Chinese Energy Moves Jolt Prices
October 1, 2021
The big news from yesterday was that China’s central government officials ordered the country’s top state-owned energy firms to secure supplies for winter needs at all costs. This news spiked the market to up roughly five cents per gallon quickly after this news hit the wires. Prices did ease back from the highs as the day wore on. China has had some blackouts recently as a result of high prices for coal and natural gas. This is something the government is desperately trying to alleviate and, as a result, issued the order to get supplies bought at any cost.
Today is October 1, and OPEC+ is supposed to add 400,000 BPD to supply. Will they be able to do this is the market’s question as this was difficult for them to do in September. There are some rumblings that the OPEC+ group may decide to increase production due to the market’s needs at a meeting on Monday.
S&P Global Platts Analytics said gas-to-oil switching and increasing demand in Asia amid tighter inventories could increase prices through October, before increased supply from OPEC+ and elsewhere limits the upside.

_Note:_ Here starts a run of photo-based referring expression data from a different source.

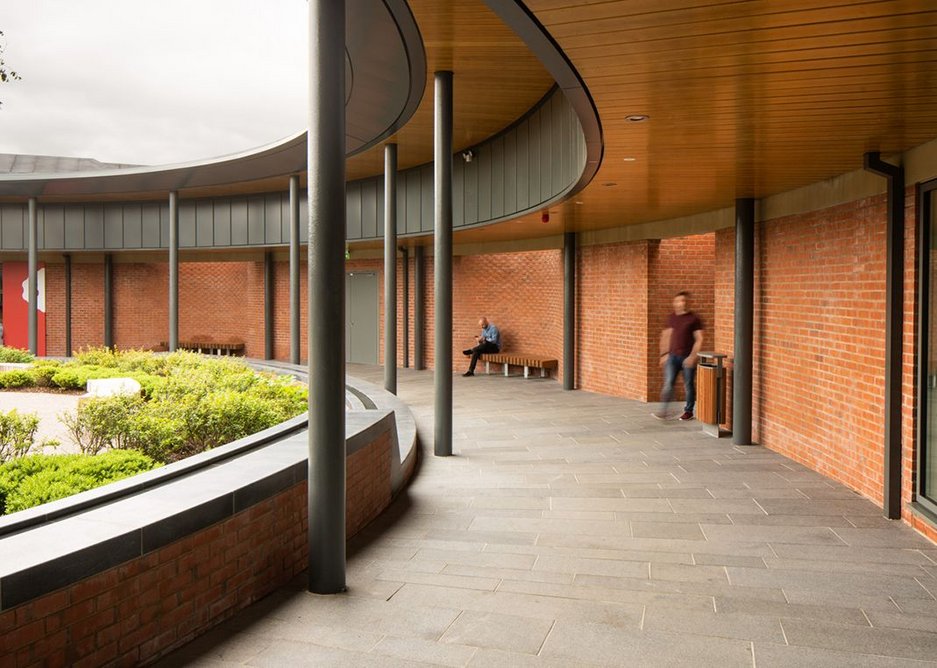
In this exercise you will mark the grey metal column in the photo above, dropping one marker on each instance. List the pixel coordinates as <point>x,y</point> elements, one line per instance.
<point>744,330</point>
<point>268,305</point>
<point>390,268</point>
<point>894,329</point>
<point>419,306</point>
<point>569,311</point>
<point>294,269</point>
<point>32,280</point>
<point>173,270</point>
<point>109,300</point>
<point>68,304</point>
<point>326,284</point>
<point>442,265</point>
<point>405,325</point>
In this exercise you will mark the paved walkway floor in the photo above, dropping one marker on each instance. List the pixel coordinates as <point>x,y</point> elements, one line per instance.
<point>574,529</point>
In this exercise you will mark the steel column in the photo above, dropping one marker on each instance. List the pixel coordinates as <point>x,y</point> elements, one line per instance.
<point>326,286</point>
<point>894,329</point>
<point>32,280</point>
<point>390,268</point>
<point>405,325</point>
<point>173,271</point>
<point>569,311</point>
<point>442,264</point>
<point>419,306</point>
<point>744,321</point>
<point>268,305</point>
<point>68,304</point>
<point>109,300</point>
<point>294,269</point>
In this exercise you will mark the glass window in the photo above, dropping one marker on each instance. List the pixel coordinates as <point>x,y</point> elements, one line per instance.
<point>927,454</point>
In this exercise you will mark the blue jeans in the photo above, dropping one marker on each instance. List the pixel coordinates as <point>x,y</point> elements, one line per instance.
<point>671,368</point>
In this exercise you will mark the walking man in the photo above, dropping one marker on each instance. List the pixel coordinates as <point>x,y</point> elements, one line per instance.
<point>488,342</point>
<point>680,343</point>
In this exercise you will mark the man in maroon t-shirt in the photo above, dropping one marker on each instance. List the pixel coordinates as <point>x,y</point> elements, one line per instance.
<point>680,343</point>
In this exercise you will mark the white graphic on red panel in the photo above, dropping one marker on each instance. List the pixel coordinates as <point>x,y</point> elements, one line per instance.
<point>41,288</point>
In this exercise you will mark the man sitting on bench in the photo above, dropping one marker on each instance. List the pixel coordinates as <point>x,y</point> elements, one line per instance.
<point>488,342</point>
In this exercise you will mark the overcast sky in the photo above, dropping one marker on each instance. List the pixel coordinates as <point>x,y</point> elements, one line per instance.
<point>151,81</point>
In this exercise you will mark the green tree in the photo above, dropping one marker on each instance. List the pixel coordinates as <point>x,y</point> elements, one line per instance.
<point>6,74</point>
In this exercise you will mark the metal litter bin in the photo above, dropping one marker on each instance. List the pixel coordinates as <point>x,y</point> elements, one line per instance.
<point>711,392</point>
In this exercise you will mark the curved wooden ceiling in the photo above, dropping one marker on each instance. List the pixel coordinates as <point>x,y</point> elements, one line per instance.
<point>744,98</point>
<point>496,80</point>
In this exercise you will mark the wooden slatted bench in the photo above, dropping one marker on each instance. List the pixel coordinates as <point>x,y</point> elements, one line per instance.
<point>210,347</point>
<point>518,359</point>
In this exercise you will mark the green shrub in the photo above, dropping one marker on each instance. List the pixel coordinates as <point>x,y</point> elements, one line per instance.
<point>17,434</point>
<point>102,423</point>
<point>157,433</point>
<point>189,403</point>
<point>102,356</point>
<point>42,372</point>
<point>70,377</point>
<point>15,378</point>
<point>18,355</point>
<point>38,479</point>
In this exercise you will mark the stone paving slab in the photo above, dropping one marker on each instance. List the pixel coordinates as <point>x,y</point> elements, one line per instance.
<point>574,529</point>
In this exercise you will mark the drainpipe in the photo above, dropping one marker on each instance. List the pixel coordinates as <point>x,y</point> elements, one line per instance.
<point>894,306</point>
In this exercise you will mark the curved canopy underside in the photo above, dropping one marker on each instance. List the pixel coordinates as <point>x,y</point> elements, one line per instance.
<point>386,77</point>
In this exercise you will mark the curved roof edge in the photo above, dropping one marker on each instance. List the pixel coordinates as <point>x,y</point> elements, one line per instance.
<point>539,41</point>
<point>389,40</point>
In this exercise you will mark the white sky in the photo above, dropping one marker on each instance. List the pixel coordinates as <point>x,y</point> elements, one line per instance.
<point>151,81</point>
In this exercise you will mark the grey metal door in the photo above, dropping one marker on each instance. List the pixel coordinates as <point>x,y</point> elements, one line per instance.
<point>361,332</point>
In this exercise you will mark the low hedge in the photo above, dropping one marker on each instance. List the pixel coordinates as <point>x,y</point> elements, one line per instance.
<point>18,355</point>
<point>17,434</point>
<point>188,403</point>
<point>37,479</point>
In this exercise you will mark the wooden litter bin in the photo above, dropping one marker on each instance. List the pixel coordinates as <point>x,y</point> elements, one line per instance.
<point>711,392</point>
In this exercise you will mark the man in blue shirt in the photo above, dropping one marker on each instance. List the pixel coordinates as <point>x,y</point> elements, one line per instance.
<point>488,342</point>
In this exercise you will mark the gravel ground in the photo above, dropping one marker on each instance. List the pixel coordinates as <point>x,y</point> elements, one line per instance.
<point>47,406</point>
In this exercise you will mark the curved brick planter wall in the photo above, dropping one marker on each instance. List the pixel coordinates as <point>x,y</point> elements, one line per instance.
<point>128,580</point>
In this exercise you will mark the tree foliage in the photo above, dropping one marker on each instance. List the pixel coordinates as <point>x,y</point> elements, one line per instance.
<point>6,74</point>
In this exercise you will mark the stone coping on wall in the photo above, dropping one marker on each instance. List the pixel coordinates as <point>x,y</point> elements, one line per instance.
<point>96,530</point>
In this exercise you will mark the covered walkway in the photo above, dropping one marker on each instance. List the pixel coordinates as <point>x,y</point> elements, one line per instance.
<point>574,529</point>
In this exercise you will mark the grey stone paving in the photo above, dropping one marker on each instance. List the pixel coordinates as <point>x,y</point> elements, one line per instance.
<point>575,529</point>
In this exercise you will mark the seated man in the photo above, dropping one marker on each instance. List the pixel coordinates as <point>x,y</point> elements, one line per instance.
<point>488,342</point>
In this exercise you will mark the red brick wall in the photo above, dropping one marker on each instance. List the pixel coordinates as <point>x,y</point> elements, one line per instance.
<point>221,300</point>
<point>141,303</point>
<point>521,293</point>
<point>821,341</point>
<point>55,309</point>
<point>87,306</point>
<point>612,311</point>
<point>678,265</point>
<point>140,610</point>
<point>624,293</point>
<point>724,305</point>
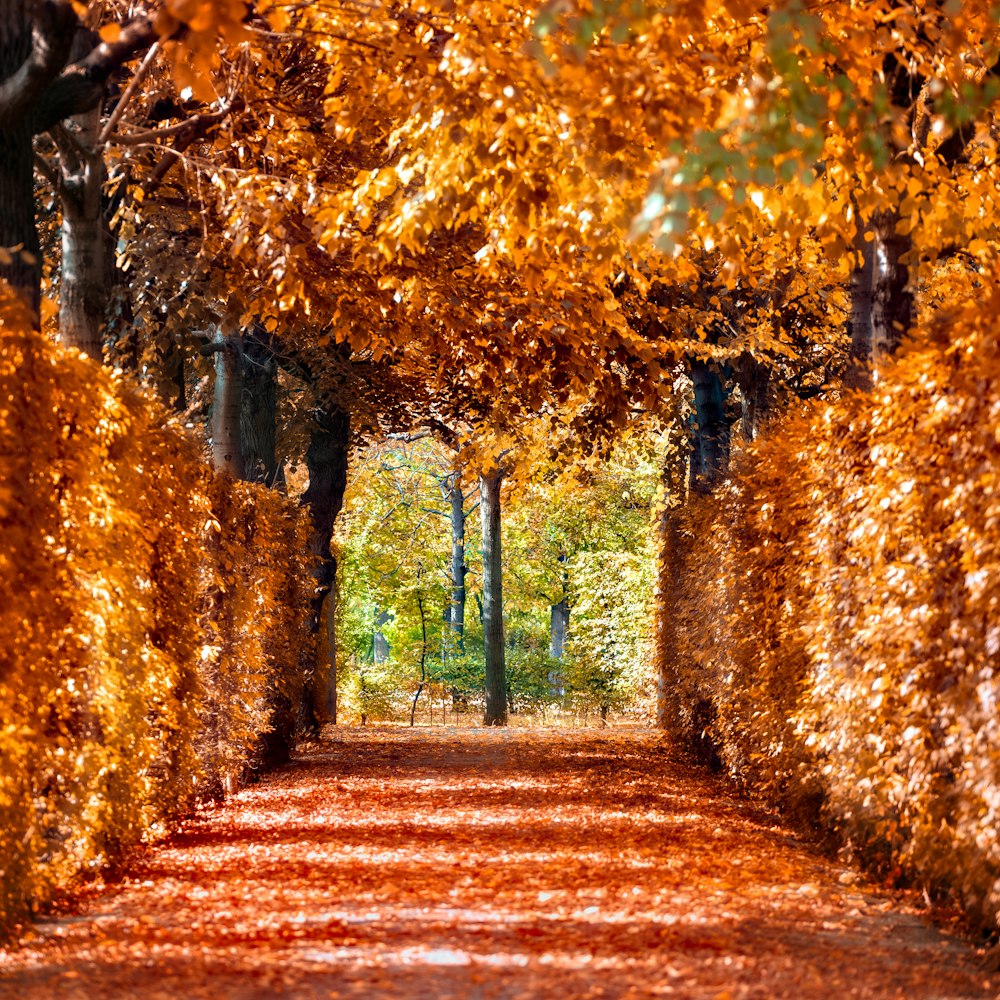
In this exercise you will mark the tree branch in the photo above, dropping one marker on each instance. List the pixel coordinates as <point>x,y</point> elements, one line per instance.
<point>81,85</point>
<point>53,30</point>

The dollar is at its highest level to start the fourth quarter of 2021. This week is shaping up to be the best week for the dollar since June, as investors are expecting the hawkish sounding Fed to lift US interest rates sooner than its major peers. This brought pressure to commodities across the board, as the dollar has rallied 1.1% so far this week.
Analysts at MUFG maintain a bearish oil price profile along the curve, forecasting Brent at $64 per barrel at the end of the year but acknowledge that the global gas crunch could lead to tightening physical markets. UBS analyst noted it is only a matter of time before pressure builds on OPEC+ to limit higher prices.